I tried to reason with her, most of all pointing out that we're simply not important enough to have people bugging our house with cameras, and secondly that she had no evidence for a camera, although she thought she heard noises in the wall I guess. Of course the ultimate "proof" would be to take down the mirror and show there was nothing behind it.

But some wise part of myself realized if I took down the mirror, the rationalizing part of her mind would come up with some excuse how the camera must have been moved, and so literal proof is insufficient to the paranoid mind. But my brother wasn't so smart, and removed the mirror, and she said exactly that.

So it makes a lot of sense to me that there are various levels of "mass psychosis" going on in the world, and that is slightly different than individual psychosis. So the "objective evidence" for a belief is not contained within a single mind, but the fact that other minds believe the same thing.

A friend on FB shared this video recently. My dad listened to Coast to Coast years past, and I listened at least to confirm the interviewer wasn't interested what is true, but in helping to draw out the "theory" of each of his guest, and to make sure its interesting.

Anyway, here's the interview on FB, and I listened enough to see it is nonsense. And the man used some real astronomical terms like perihelion, and he sounded completely sane in the sense of earnest attention to something he considered dangerous and imminent. And it contains a prediction of catastrophe this fall, and so we can all wait until it is disproven, but its no different than my sister's mirror camera, some new rationalization will take over.

It's easy enough to dismiss people who talk about things like this, but I think they are illustrative how vulnerable we all are to fantasy and how susceptible we are to any "true believers" who tell us things we already want to believe.

And ipartisan politics plays right into this. We're vulnerable to narratives that identify scapegoats, even if the left seems more vulnerable in many ways.

Skeptic Michael Shermer wrote a book 20 years ago "Why people believe weird things". Overall my guess is that paranoia isn't simple wrong, or its correct to see a problem, but just simplistic in explanations.

The scapegoat explanations always say what other people are doing wrong, because if its what you're doing, then you might actually have to do something different.

So intuitively I recognize this mental fog exists, and I can have my own form of it, and we're all gathering in our own personalized fog fields hoping what we don't want to look at really isn't the problem.

We're all vunerable, and individuals with delusional narratives and no connection to objective reality now have mass platforms to sell them.

Anonymous said...

People can't make you do anything.

Honest to god. They can't even make you have an emotion.

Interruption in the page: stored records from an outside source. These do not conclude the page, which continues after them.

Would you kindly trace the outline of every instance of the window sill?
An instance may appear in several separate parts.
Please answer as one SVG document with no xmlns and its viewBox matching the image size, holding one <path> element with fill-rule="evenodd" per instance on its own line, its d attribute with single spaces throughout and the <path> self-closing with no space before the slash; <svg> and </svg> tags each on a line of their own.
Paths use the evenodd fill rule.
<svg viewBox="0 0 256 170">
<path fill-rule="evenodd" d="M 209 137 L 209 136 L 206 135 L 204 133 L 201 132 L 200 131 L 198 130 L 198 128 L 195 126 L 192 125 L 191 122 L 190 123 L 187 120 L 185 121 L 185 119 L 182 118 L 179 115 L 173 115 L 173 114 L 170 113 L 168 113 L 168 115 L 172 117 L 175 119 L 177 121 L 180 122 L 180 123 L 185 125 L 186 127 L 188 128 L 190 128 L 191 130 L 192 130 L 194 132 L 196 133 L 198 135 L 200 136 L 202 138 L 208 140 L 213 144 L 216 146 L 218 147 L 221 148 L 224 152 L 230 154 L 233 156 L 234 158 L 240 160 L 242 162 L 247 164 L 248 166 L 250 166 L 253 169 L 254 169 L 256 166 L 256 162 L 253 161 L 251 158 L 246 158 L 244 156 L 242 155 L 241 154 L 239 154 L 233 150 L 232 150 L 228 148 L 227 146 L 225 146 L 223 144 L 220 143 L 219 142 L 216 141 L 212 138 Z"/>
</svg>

Yes, they can inflict physical pain. But they can't make you do anything. This is why civil disobedience (with and accepting the consequences) and-or a stand in the face of torture are such powerful testimonies to truth.

Liberals don't take a stand for truth. They don't put themselves on the line. They don't really sacrifice, they just whine. They just complain and pat themselves on the back for creating awareness of something we're all at least tangentially aware of.

What people call protesting or demonstrating against is nothing more than a show, and the more absurd it gets it becomes a circus act. What's the endgame?

But the idea that another person's concepts or values or ideas can make you crazy is........ CRAZY. And the crazier people get about Trump, the more I think he's on to something.

People may say they want change, but no few actually want a change agent. They're disruptive. They upset the apple cart. And I noticed my spellch checker just corrected and capitalized apple. Case in point. At least Apple was under Steve Jobs before the great homosexual climate warlock took over.